We have, of course, huge involvement in south Asia. We have our involvement in Five Eyes and the Five Power system, which was mentioned very thoroughly in the report. We have our links with Japan, which are again covered in the report, and we have AUKUS and the submarine plans, which are important. We have our ambitions to join the CPTPP. We are not involved in the RCEP. All these are organisations far larger than the European market, and far more important in the long term for our development.
We have that; versus that, we have a China which at a very deliberate, practical and detailed level—with not too much ideology but in detail—is constantly moving from island to island and state to state. China is arranging not only the links that I talked about earlier but also technology links and opportunities that they can use as basis for GPS, which we are told is part of the next war, in space, and for drone development, which you do not need on a small island, for a large airport with a large airstrip, and for a whole range of other technologies controlling maritime movements through the continental shelf and the UN’s law of the sea provisions of immense strategic value.
I was saddened to hear from a leading Foreign Office expert a year or so ago that the Commonwealth was a bit boring; it was much-loved by the late Queen, but these little islands were very remote and of no strategic significance. The Chinese do not think that; they think the opposite. They think they are of high strategic significance, and they are involving themselves in these nations at a great rate and in many very effective, soft-power types of ways. I wanted to add that missing bit to our debate, to the Government’s response and to the report, because it is the most important bit of all.
I wish we could have a strategy and framework, which noble Lords with huge expertise are calling for, but I do not think it will be like that. The pace of change of events is enormous, and we have to, at best, try to fit in with the hard cop, soft cop pattern. We need to be hard cop.

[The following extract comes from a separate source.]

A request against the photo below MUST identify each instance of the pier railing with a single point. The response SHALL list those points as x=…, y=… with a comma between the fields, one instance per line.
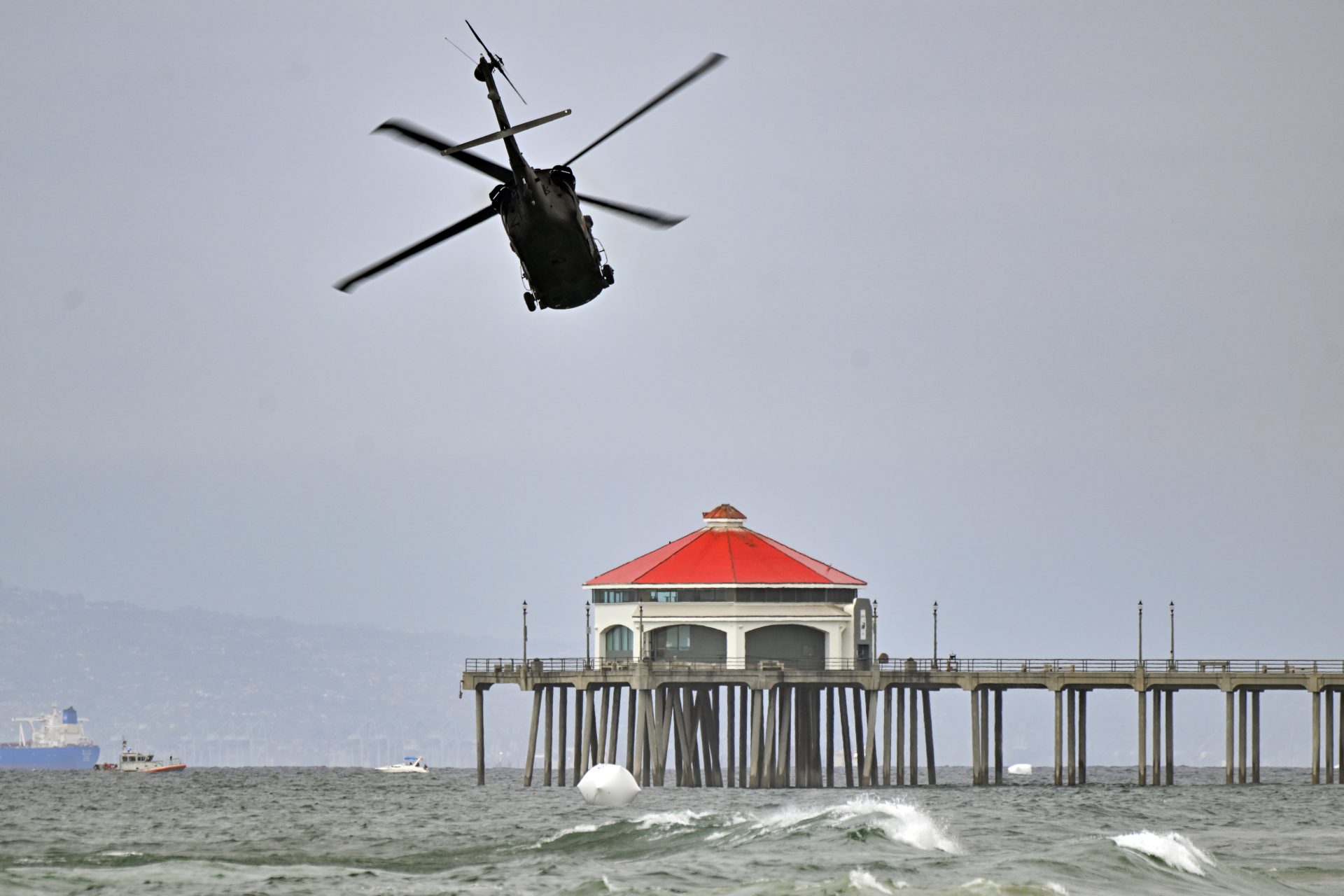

We listened to the noble Lord, Lord Alton, with his ceaseless and superb indications of the nasty, illiberal side of China, and what it is doing to people in thuggish ways—there was a little demonstration of that in Manchester last week, which I thought was very interesting. These are Chinese thugs at work; we know that this is a streak in the Chinese character. We have to listen to Xi claiming his endless term of office and talking, frankly, ideological rubbish about how we must go back to Marx and Leninism. He has issued his own absurd “Little Red Book”. The Chinese are not fools; I do not know how they will tolerate that sort of thing, but I do not think that it will last.
We have to be the hard cop there, but we also have to be the soft cop, because China is a world leader in technology, it is a decisive part of the world economy—I understand that China is the second-largest source of imports to this country—and it is embedded in our nuclear power, as I said earlier, and indeed in many other aspects of our infrastructure, partly as a result of being perhaps overencouraged 10 years ago. As noble Lords have rightly said, the world has changed radically. We now have to look at China with the scales dropped from our eyes and realise that we have to deal with it—while holding our noses—but that it is also, potentially, an increasingly dangerous threat to the order of a democratic, free world.